Rivian just pulled the rug out from under budget-conscious EV shoppers. After two years of heavily marketing the R2 as a $45,000 electric SUV - the company's long-awaited mass-market play - Rivian now says that base model won't arrive until late 2027 at the earliest. The delay raises serious questions about whether the embattled automaker can actually hit that price point at all, and it's already sending shockwaves through a startup that's burned through billions trying to challenge Tesla's dominance.
Rivian just made the R2's $45,000 price tag look more like a marketing mirage than a real product.
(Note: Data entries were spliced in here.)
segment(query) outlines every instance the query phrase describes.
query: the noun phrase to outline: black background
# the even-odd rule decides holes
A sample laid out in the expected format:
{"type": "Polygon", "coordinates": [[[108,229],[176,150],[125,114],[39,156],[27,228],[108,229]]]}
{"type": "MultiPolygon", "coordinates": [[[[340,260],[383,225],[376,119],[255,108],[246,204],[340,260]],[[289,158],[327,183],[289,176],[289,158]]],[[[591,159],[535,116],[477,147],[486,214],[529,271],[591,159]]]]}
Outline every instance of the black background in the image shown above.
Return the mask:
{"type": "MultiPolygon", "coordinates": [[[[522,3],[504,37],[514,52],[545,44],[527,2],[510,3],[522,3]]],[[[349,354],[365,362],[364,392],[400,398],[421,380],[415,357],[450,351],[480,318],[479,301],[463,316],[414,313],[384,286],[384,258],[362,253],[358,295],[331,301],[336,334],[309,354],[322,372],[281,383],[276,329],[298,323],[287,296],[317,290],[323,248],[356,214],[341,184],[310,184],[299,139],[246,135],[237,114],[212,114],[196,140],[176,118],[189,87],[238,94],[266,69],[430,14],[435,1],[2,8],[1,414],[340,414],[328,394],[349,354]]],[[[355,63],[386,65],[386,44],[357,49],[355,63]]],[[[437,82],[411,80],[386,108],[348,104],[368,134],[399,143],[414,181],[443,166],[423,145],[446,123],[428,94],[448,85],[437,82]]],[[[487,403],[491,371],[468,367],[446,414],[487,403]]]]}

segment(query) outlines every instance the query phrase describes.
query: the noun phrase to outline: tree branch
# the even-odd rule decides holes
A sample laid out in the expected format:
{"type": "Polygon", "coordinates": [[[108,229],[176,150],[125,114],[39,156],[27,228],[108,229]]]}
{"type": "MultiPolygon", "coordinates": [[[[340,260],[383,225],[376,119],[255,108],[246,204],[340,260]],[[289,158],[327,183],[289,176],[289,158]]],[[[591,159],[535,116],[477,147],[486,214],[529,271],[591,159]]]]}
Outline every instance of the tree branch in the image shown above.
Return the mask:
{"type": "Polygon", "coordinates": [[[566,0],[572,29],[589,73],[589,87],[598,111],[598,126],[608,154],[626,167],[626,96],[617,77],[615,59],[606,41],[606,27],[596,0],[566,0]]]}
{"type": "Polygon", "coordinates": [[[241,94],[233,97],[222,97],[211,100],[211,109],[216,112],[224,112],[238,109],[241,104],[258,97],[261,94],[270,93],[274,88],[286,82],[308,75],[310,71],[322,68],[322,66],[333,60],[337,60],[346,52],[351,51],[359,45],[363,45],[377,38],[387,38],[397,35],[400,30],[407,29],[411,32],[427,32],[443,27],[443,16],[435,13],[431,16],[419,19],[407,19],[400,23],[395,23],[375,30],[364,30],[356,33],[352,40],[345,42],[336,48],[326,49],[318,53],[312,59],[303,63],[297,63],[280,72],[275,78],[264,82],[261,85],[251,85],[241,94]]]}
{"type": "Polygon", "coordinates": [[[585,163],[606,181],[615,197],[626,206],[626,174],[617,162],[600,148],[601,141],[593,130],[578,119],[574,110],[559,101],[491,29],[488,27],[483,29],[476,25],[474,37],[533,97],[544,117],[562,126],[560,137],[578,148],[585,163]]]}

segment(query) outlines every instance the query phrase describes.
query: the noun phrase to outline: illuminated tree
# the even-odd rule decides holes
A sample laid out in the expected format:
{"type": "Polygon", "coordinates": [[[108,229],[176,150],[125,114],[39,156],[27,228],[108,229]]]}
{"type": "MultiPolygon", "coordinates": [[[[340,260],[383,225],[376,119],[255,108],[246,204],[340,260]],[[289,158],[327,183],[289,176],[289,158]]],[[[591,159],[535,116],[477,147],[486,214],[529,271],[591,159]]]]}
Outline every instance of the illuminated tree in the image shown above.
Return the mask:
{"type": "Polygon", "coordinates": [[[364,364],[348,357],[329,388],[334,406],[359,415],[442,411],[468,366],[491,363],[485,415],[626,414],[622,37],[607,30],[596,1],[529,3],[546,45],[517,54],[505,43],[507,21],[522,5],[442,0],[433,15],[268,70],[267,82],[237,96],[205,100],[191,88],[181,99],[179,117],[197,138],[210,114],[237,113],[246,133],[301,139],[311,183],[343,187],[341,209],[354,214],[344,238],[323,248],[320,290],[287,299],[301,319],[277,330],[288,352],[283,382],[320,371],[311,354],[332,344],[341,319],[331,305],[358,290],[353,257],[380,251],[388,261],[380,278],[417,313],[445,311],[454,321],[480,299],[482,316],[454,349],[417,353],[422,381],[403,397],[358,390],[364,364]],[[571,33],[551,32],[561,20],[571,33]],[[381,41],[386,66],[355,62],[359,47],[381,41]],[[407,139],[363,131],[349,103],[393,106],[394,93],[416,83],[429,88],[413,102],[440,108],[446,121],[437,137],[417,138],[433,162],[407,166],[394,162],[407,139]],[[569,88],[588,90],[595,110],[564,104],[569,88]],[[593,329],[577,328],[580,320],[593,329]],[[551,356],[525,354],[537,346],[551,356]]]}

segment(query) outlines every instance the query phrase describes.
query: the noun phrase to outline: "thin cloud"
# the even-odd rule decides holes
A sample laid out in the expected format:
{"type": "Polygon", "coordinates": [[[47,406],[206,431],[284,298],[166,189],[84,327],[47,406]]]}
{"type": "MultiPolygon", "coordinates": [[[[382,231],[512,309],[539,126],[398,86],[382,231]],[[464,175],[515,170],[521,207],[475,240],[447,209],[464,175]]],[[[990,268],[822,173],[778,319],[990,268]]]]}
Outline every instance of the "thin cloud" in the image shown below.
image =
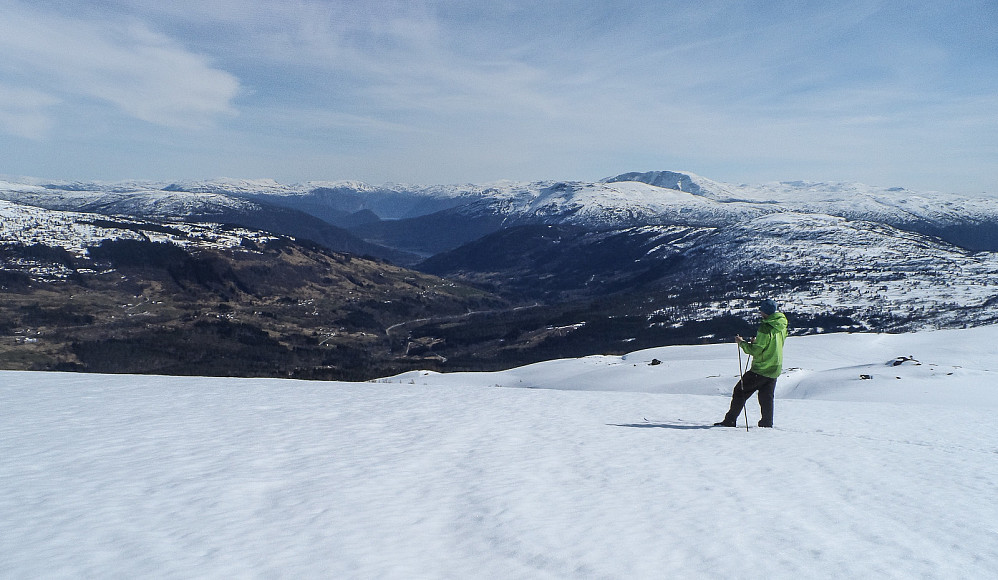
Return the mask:
{"type": "Polygon", "coordinates": [[[59,99],[32,89],[0,85],[0,131],[27,139],[43,139],[55,122],[49,108],[59,99]]]}
{"type": "Polygon", "coordinates": [[[189,171],[165,148],[294,181],[680,168],[980,191],[998,171],[990,0],[42,2],[61,12],[0,0],[0,84],[44,97],[0,94],[0,130],[99,106],[160,175],[189,171]]]}
{"type": "Polygon", "coordinates": [[[6,4],[0,74],[8,85],[97,99],[170,127],[201,127],[236,112],[235,76],[142,22],[72,18],[6,4]]]}

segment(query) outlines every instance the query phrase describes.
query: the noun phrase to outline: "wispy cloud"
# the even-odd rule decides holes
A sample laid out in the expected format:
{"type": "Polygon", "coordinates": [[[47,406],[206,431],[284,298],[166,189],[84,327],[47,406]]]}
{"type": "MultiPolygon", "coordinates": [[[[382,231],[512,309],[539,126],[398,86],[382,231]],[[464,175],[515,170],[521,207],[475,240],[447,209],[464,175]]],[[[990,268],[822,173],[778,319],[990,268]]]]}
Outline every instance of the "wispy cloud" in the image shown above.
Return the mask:
{"type": "MultiPolygon", "coordinates": [[[[85,97],[158,125],[194,128],[236,112],[240,84],[205,56],[127,18],[74,18],[4,2],[0,18],[0,71],[11,89],[0,94],[6,108],[18,95],[45,95],[39,102],[85,97]],[[19,86],[18,86],[19,85],[19,86]]],[[[46,116],[37,125],[51,125],[46,116]]]]}
{"type": "Polygon", "coordinates": [[[0,85],[0,131],[44,138],[54,125],[49,108],[59,100],[40,91],[0,85]]]}
{"type": "Polygon", "coordinates": [[[127,117],[129,142],[150,144],[132,154],[152,159],[154,146],[180,158],[190,144],[162,127],[211,126],[191,147],[199,166],[230,174],[683,168],[918,187],[908,174],[938,188],[963,172],[977,176],[967,190],[998,174],[981,153],[998,147],[992,0],[42,5],[0,0],[0,130],[37,137],[100,107],[127,117]]]}

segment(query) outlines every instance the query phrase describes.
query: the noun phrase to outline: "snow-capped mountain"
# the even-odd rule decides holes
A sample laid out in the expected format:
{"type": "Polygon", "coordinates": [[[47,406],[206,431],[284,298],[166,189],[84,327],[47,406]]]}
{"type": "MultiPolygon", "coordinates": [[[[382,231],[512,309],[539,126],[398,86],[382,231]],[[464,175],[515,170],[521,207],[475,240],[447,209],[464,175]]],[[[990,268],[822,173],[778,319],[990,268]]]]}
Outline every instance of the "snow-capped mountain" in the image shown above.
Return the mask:
{"type": "Polygon", "coordinates": [[[501,182],[434,191],[412,189],[406,195],[413,194],[452,207],[432,214],[408,212],[401,219],[393,215],[389,222],[368,221],[352,231],[380,244],[427,255],[456,248],[483,231],[523,224],[571,224],[590,230],[642,225],[724,227],[791,212],[883,223],[970,250],[998,250],[998,207],[990,199],[896,187],[805,182],[730,185],[692,173],[659,171],[622,174],[596,183],[501,182]],[[481,227],[471,227],[472,223],[481,227]],[[439,237],[442,229],[453,232],[435,245],[420,242],[427,235],[439,237]]]}
{"type": "MultiPolygon", "coordinates": [[[[355,226],[362,236],[381,232],[370,237],[403,250],[418,245],[413,239],[419,237],[423,222],[436,228],[449,217],[453,222],[495,224],[486,228],[491,231],[526,223],[598,230],[640,225],[719,227],[781,212],[884,223],[939,236],[971,250],[998,249],[998,204],[987,198],[857,183],[733,185],[673,171],[624,173],[594,183],[501,181],[449,186],[371,186],[355,181],[282,185],[273,180],[240,179],[70,183],[8,178],[0,181],[0,197],[49,209],[157,219],[259,212],[260,204],[279,206],[334,225],[355,226]],[[351,219],[359,212],[365,212],[365,219],[351,219]],[[372,225],[375,217],[403,224],[372,225]],[[400,233],[384,235],[386,227],[400,233]]],[[[467,241],[471,240],[455,238],[451,247],[467,241]]]]}
{"type": "Polygon", "coordinates": [[[673,184],[673,189],[685,188],[729,207],[747,204],[762,213],[824,214],[877,222],[938,236],[970,250],[998,250],[998,207],[991,198],[861,183],[787,181],[734,186],[692,173],[662,171],[623,174],[607,181],[673,184]]]}
{"type": "Polygon", "coordinates": [[[799,327],[830,314],[883,330],[998,320],[995,253],[821,214],[775,213],[717,228],[522,226],[419,268],[510,298],[645,293],[673,317],[690,304],[700,319],[723,316],[765,293],[786,304],[799,327]]]}
{"type": "Polygon", "coordinates": [[[405,252],[364,242],[320,217],[269,203],[268,200],[283,199],[290,191],[269,180],[218,180],[183,185],[27,181],[0,181],[0,199],[51,210],[171,222],[233,224],[309,239],[334,251],[400,262],[409,260],[405,252]]]}
{"type": "MultiPolygon", "coordinates": [[[[452,186],[8,179],[0,198],[293,235],[477,284],[514,305],[554,308],[515,311],[494,327],[479,325],[474,339],[432,316],[406,323],[407,340],[419,347],[407,343],[405,352],[452,363],[471,360],[466,355],[515,358],[555,338],[572,354],[616,350],[627,340],[709,339],[749,313],[759,294],[786,304],[802,332],[998,320],[998,204],[937,192],[732,185],[657,171],[452,186]],[[594,317],[630,322],[607,327],[594,317]],[[708,322],[719,326],[694,329],[708,322]],[[528,327],[552,330],[543,339],[518,334],[528,327]]],[[[465,323],[474,324],[455,328],[465,323]]]]}
{"type": "Polygon", "coordinates": [[[2,200],[0,303],[2,368],[326,378],[421,360],[386,328],[506,306],[261,230],[2,200]]]}
{"type": "MultiPolygon", "coordinates": [[[[92,247],[105,241],[134,240],[168,243],[197,249],[232,250],[265,244],[273,235],[218,224],[175,222],[157,224],[128,218],[107,219],[99,213],[46,210],[0,200],[0,248],[45,246],[85,259],[92,247]]],[[[42,280],[62,279],[74,273],[67,264],[16,257],[0,258],[5,271],[22,271],[42,280]]]]}
{"type": "Polygon", "coordinates": [[[848,312],[884,328],[891,319],[915,327],[998,321],[998,254],[882,223],[770,214],[704,236],[688,259],[708,278],[770,280],[801,314],[848,312]]]}

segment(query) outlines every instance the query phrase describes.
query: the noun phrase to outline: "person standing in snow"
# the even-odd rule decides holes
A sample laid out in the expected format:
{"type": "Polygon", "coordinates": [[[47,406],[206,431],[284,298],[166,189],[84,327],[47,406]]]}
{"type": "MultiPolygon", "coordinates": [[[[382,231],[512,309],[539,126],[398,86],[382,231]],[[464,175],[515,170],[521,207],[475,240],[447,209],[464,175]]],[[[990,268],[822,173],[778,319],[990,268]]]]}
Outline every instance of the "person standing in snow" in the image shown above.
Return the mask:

The company spent the better part of two years dangling that figure in front of reservation holders and investors, positioning the compact electric SUV as its ticket to mass-market relevance. Now, according to TechCrunch, buyers won't see that base model until late 2027 - and even that timeline comes with a big asterisk.
The implications hit immediately. Rivian's stock has been on a roller coaster since the company went public in 2021, and this news threatens to undermine one of its most compelling narratives: that it could actually compete beyond the luxury segment. The R2 was supposed to be Rivian's Model 3 moment, the vehicle that transforms it from a niche player into a genuine volume manufacturer. Instead, the company's prioritizing higher-margin variants first, a move that smells a lot like financial desperation dressed up as strategy.
Rivian's path to this point has been brutal. The Illinois-based startup blazed onto the scene with the R1T pickup and R1S SUV, earning rave reviews for their capability and design. But those vehicles start well above $70,000, limiting them to wealthy early adopters. The company's also been hemorrhaging cash - it reported a net loss of $5.4 billion in 2025 alone as it struggled to ramp production at its Normal, Illinois factory while simultaneously trying to build a second facility in Georgia.
The R2 was supposed to change all that. When Rivian unveiled the vehicle in March 2024, founder and CEO RJ Scaringe made the $45,000 starting price a centerpiece of the presentation. The figure mattered because it positioned the R2 squarely against 's Model Y, the best-selling EV in America, while undercutting traditional automakers' electric crossovers. Reservations poured in - Rivian claimed more than 68,000 within 24 hours of the reveal.